クロノス・ジョウンターとはタイムマシンの一種。ただしこの装置を使って過去に赴いてもほんの数分しか滞在できない上、時間を遡航した反動で最初に装置に乗り込んだ時点よりも未来にとばされてしまうという欠点を持つ。特殊な装置を体に装着すれば過去での滞在時間を延ばすことができるが、せいぜい2,3日が限界となる。
このいかにも作為的で不自然な「しばり」は小説の中では、プラトニックでかつ強烈な恋愛感情の増幅の仕掛けとして用いられる。過去のわずかな時間の邂逅が恋愛を純粋で凝縮された感情に昇華させる。必然的な永遠の別れへの自覚があるからこそ、この恋愛はせつない。クロノス・ジョウンターを利用した三人の男女の物語の連作集。いずれの恋も非肉体的なプラトニックなものであるが、刹那のかりそめにしかならない恋愛がもたらす甘美なイメージそして自己犠牲の美しさに陶酔した登場人物たちはためらうことなくこの欠陥品のタイムマシンに乗り込んでいく。

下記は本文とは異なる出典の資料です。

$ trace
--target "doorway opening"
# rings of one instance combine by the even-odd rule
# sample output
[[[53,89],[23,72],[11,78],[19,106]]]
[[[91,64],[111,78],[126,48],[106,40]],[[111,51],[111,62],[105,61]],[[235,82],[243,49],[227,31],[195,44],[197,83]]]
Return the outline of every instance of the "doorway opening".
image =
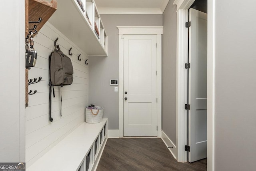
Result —
[[[187,159],[206,158],[207,151],[207,0],[188,9]]]

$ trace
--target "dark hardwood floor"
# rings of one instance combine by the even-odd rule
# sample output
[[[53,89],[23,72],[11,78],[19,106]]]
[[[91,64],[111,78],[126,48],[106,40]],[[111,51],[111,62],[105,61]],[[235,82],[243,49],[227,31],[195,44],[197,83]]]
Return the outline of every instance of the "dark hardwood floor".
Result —
[[[178,163],[160,138],[108,139],[97,171],[206,171],[206,161]]]

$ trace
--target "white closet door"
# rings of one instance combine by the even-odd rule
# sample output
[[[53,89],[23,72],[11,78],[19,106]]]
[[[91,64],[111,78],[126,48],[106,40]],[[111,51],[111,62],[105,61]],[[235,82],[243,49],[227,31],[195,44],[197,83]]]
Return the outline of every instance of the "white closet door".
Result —
[[[207,14],[189,10],[188,161],[206,158],[207,149]]]
[[[124,136],[157,135],[156,40],[123,36]]]

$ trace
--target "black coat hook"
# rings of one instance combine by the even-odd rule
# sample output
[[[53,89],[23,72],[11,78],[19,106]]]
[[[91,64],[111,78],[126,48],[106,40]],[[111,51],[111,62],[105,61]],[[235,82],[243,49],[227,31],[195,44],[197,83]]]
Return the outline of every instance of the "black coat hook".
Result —
[[[68,54],[72,56],[72,55],[73,55],[73,54],[72,54],[72,53],[70,53],[70,51],[71,50],[71,49],[72,49],[72,48],[70,48],[70,49],[68,51]]]
[[[29,29],[28,30],[35,30],[35,29],[36,29],[37,27],[37,26],[36,26],[36,25],[34,25],[34,28],[30,28],[30,29]]]
[[[30,83],[31,83],[31,82],[32,82],[32,81],[33,81],[33,79],[30,79],[28,80],[28,84],[30,84]]]
[[[59,39],[59,38],[57,38],[55,41],[54,41],[54,47],[56,46],[56,43],[57,43],[57,41]]]
[[[37,78],[34,78],[34,81],[33,82],[32,82],[32,79],[30,79],[28,82],[28,85],[30,85],[30,84],[37,83],[38,82],[39,82],[40,81],[41,81],[41,80],[42,80],[41,77],[39,77],[39,78],[38,78],[38,80],[37,82],[36,81],[36,80],[37,80]]]
[[[37,90],[35,90],[34,91],[34,93],[32,93],[32,90],[30,90],[29,91],[29,92],[28,92],[28,94],[29,94],[30,95],[33,95],[33,94],[35,94],[36,93],[37,91]]]
[[[40,17],[38,19],[38,21],[37,22],[28,22],[28,23],[39,23],[42,21],[42,18]]]

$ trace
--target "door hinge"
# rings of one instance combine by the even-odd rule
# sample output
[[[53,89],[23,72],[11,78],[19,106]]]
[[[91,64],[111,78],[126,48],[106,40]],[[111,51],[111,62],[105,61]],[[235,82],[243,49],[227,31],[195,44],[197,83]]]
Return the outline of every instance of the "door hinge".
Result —
[[[186,69],[189,69],[190,68],[190,63],[185,64],[185,68]]]
[[[185,151],[190,152],[190,147],[188,145],[185,146]]]
[[[185,110],[190,110],[190,105],[186,104],[185,105]]]
[[[189,27],[191,26],[191,22],[186,22],[185,25],[186,25],[186,28],[188,28]]]

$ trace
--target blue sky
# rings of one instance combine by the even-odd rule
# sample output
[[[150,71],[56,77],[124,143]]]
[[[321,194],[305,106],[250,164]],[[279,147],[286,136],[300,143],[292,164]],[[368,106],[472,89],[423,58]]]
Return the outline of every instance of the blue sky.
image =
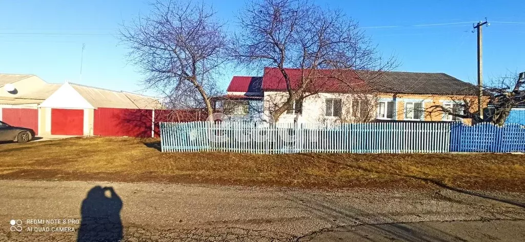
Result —
[[[244,1],[210,0],[219,18],[235,31],[234,16]],[[340,7],[358,21],[385,55],[395,54],[398,70],[445,72],[476,81],[476,39],[472,23],[488,18],[484,29],[486,80],[525,71],[525,9],[522,1],[320,1]],[[0,0],[0,73],[36,74],[49,82],[65,80],[144,93],[140,74],[128,64],[119,44],[119,25],[147,14],[144,0]],[[416,26],[418,25],[465,24]],[[397,26],[384,27],[382,26]],[[82,73],[80,75],[82,45]],[[219,82],[225,89],[232,70]],[[153,94],[146,91],[146,94]]]

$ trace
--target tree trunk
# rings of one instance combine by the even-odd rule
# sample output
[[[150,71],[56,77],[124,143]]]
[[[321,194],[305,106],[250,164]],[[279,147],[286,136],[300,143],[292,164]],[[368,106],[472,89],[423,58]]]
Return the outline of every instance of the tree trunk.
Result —
[[[204,89],[202,88],[197,82],[196,78],[192,78],[191,79],[192,83],[193,83],[193,86],[195,86],[198,92],[201,93],[201,96],[202,97],[203,100],[204,101],[204,104],[206,105],[206,110],[208,112],[208,117],[210,117],[213,115],[213,108],[212,107],[212,102],[209,101],[209,99],[208,98],[208,95],[206,93],[206,91]]]
[[[279,119],[281,118],[281,115],[282,115],[285,112],[288,111],[288,110],[291,107],[293,103],[293,101],[295,99],[293,98],[291,96],[289,96],[288,98],[286,100],[286,102],[285,102],[281,107],[280,107],[274,111],[271,115],[274,117],[274,120],[275,122],[277,122],[279,121]],[[295,107],[294,107],[295,108]]]

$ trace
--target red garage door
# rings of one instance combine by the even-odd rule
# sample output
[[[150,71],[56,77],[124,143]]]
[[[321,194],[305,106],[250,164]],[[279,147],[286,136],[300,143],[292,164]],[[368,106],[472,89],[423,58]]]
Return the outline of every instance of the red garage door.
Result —
[[[28,128],[38,134],[38,110],[26,108],[2,109],[2,121],[13,126]]]
[[[81,135],[84,134],[84,110],[51,109],[51,134]]]

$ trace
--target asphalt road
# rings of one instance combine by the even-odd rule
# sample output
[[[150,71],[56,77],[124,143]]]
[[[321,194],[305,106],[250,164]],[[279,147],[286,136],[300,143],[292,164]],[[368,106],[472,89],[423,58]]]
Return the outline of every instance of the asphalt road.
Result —
[[[102,193],[107,196],[101,197],[97,192],[101,188],[92,189],[97,185],[112,187],[116,195],[108,198],[111,192],[106,190]],[[323,192],[26,181],[0,181],[0,221],[4,223],[0,241],[76,241],[79,234],[81,241],[120,237],[126,241],[525,237],[522,194],[486,194],[497,198],[492,199],[438,188]]]

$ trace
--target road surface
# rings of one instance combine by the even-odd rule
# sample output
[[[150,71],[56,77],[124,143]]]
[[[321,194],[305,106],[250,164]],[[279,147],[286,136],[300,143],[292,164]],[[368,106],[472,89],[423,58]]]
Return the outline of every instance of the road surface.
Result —
[[[112,187],[115,195],[106,187]],[[0,241],[76,241],[79,233],[79,241],[117,236],[125,241],[522,241],[525,237],[522,194],[480,197],[437,187],[319,191],[6,180],[0,181],[0,221],[4,223]],[[97,197],[96,192],[102,190],[106,195]],[[79,232],[81,224],[84,228]]]

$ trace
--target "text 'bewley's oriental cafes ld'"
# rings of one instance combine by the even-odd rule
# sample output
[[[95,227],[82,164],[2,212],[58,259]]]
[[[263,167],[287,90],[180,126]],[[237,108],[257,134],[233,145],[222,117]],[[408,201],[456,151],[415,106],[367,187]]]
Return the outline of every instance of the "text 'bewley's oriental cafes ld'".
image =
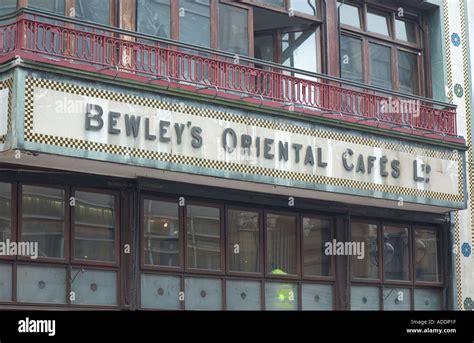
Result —
[[[395,113],[402,93],[59,14],[2,23],[0,239],[38,258],[0,257],[0,308],[452,306],[467,195],[449,104]]]

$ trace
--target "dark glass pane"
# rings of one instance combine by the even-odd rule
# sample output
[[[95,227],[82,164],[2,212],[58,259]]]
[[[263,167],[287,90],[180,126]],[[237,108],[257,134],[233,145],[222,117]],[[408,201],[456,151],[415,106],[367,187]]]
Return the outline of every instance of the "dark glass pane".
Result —
[[[384,226],[383,258],[386,280],[409,280],[408,228]]]
[[[331,222],[319,218],[303,218],[303,274],[331,275],[331,256],[325,254],[326,242],[332,241]]]
[[[210,0],[179,0],[179,40],[203,47],[211,46]],[[182,13],[182,14],[181,14]]]
[[[267,273],[296,274],[296,217],[267,214]]]
[[[341,77],[357,82],[364,81],[360,39],[341,35]]]
[[[392,89],[392,67],[390,48],[369,44],[370,47],[370,84]]]
[[[316,33],[314,31],[283,33],[281,48],[283,65],[316,72]]]
[[[249,54],[248,13],[246,9],[219,4],[219,47],[238,55]]]
[[[0,183],[0,242],[11,239],[12,185]]]
[[[294,311],[298,309],[298,287],[294,283],[266,282],[265,309]]]
[[[273,36],[255,36],[255,58],[274,62]]]
[[[379,278],[379,256],[377,246],[377,225],[368,223],[351,224],[352,242],[364,244],[364,256],[353,255],[352,277],[354,278]]]
[[[28,0],[28,7],[64,15],[64,0]]]
[[[12,13],[16,11],[17,0],[2,0],[0,2],[0,15]]]
[[[145,264],[179,266],[178,204],[145,200],[143,203]]]
[[[387,17],[384,15],[367,12],[367,30],[388,36],[389,31]]]
[[[415,275],[417,281],[441,281],[439,235],[435,230],[415,229]]]
[[[229,269],[260,272],[260,230],[258,212],[227,211]]]
[[[418,56],[398,51],[398,80],[400,92],[418,94]]]
[[[413,22],[395,19],[395,33],[397,39],[416,43],[416,26]]]
[[[74,257],[115,261],[115,205],[108,194],[76,192]]]
[[[170,0],[137,0],[137,31],[171,37]]]
[[[76,0],[76,18],[94,23],[110,24],[108,0]]]
[[[187,207],[187,261],[189,268],[221,269],[220,210]]]
[[[39,257],[64,257],[64,190],[22,187],[21,240],[38,242]]]
[[[290,7],[298,12],[318,15],[318,7],[316,6],[316,0],[291,0]]]
[[[341,24],[360,28],[359,7],[343,4],[339,8],[339,11]]]
[[[255,2],[260,2],[262,4],[273,5],[278,7],[283,7],[284,0],[255,0]]]

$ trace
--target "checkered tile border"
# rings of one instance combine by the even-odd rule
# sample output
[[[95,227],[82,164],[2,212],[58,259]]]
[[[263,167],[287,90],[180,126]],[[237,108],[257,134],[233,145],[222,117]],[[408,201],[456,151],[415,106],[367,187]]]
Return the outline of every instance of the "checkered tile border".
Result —
[[[61,83],[57,81],[51,81],[40,78],[30,78],[26,80],[26,99],[25,99],[25,141],[42,143],[48,145],[55,145],[60,147],[67,147],[73,149],[82,149],[88,151],[105,152],[110,154],[125,155],[130,157],[145,158],[150,160],[159,160],[167,163],[175,163],[180,165],[190,165],[199,168],[211,168],[230,172],[239,172],[243,174],[253,174],[259,176],[302,181],[315,184],[325,184],[337,187],[347,187],[360,190],[369,190],[375,192],[385,192],[396,194],[397,196],[412,196],[430,198],[436,200],[444,200],[450,202],[462,202],[463,194],[445,194],[439,192],[425,191],[412,189],[407,187],[381,185],[370,182],[354,181],[349,179],[339,179],[326,177],[321,175],[312,175],[306,173],[298,173],[286,170],[278,170],[271,168],[264,168],[259,166],[242,165],[238,163],[230,163],[224,161],[215,161],[204,158],[196,158],[190,156],[179,156],[168,153],[161,153],[156,151],[149,151],[143,149],[135,149],[111,144],[103,144],[96,142],[88,142],[77,139],[63,138],[57,136],[35,134],[33,133],[33,93],[35,88],[46,88],[65,93],[77,94],[82,96],[90,96],[95,98],[101,98],[106,100],[113,100],[117,102],[132,103],[140,106],[153,107],[168,111],[180,112],[192,114],[195,116],[201,116],[206,118],[213,118],[219,120],[226,120],[236,123],[242,123],[245,125],[259,126],[263,128],[269,128],[274,130],[282,130],[291,133],[311,135],[315,137],[321,137],[326,139],[334,139],[339,141],[345,141],[355,144],[361,144],[372,147],[379,147],[383,149],[393,151],[404,151],[414,153],[416,148],[408,145],[398,145],[393,143],[385,143],[370,138],[348,136],[338,132],[324,131],[319,129],[311,129],[306,127],[299,127],[296,125],[288,125],[277,121],[271,121],[266,119],[258,119],[254,117],[241,116],[232,113],[226,113],[222,111],[215,111],[212,109],[197,108],[183,103],[169,103],[161,100],[150,99],[145,97],[133,96],[129,94],[116,93],[107,90],[95,89],[91,87],[84,87],[74,84]],[[457,159],[458,163],[460,158],[456,152],[438,152],[438,151],[425,151],[424,155],[428,153],[428,156],[445,159]],[[461,164],[459,164],[461,166]],[[462,169],[461,169],[462,170]],[[462,190],[462,187],[460,187]]]

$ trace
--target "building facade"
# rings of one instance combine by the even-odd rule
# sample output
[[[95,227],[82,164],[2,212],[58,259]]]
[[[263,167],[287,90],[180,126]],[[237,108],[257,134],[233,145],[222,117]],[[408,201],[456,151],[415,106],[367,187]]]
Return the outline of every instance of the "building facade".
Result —
[[[2,1],[0,308],[470,309],[469,10]]]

肉体のない概念的な恋の理想像を描く恋愛小説。こうしたある意味非現実的な恋愛を描くために作者は欠陥品のタイムマシンを創造した。あまりにも甘すぎる作品ではあるが、こうした「タイムマシン」ものは、年をとり過去への郷愁がつのっていくにつれて、その甘ったるさにもかかわらず、いやその甘ったるさゆえ、共感を増していくのではないだろうが。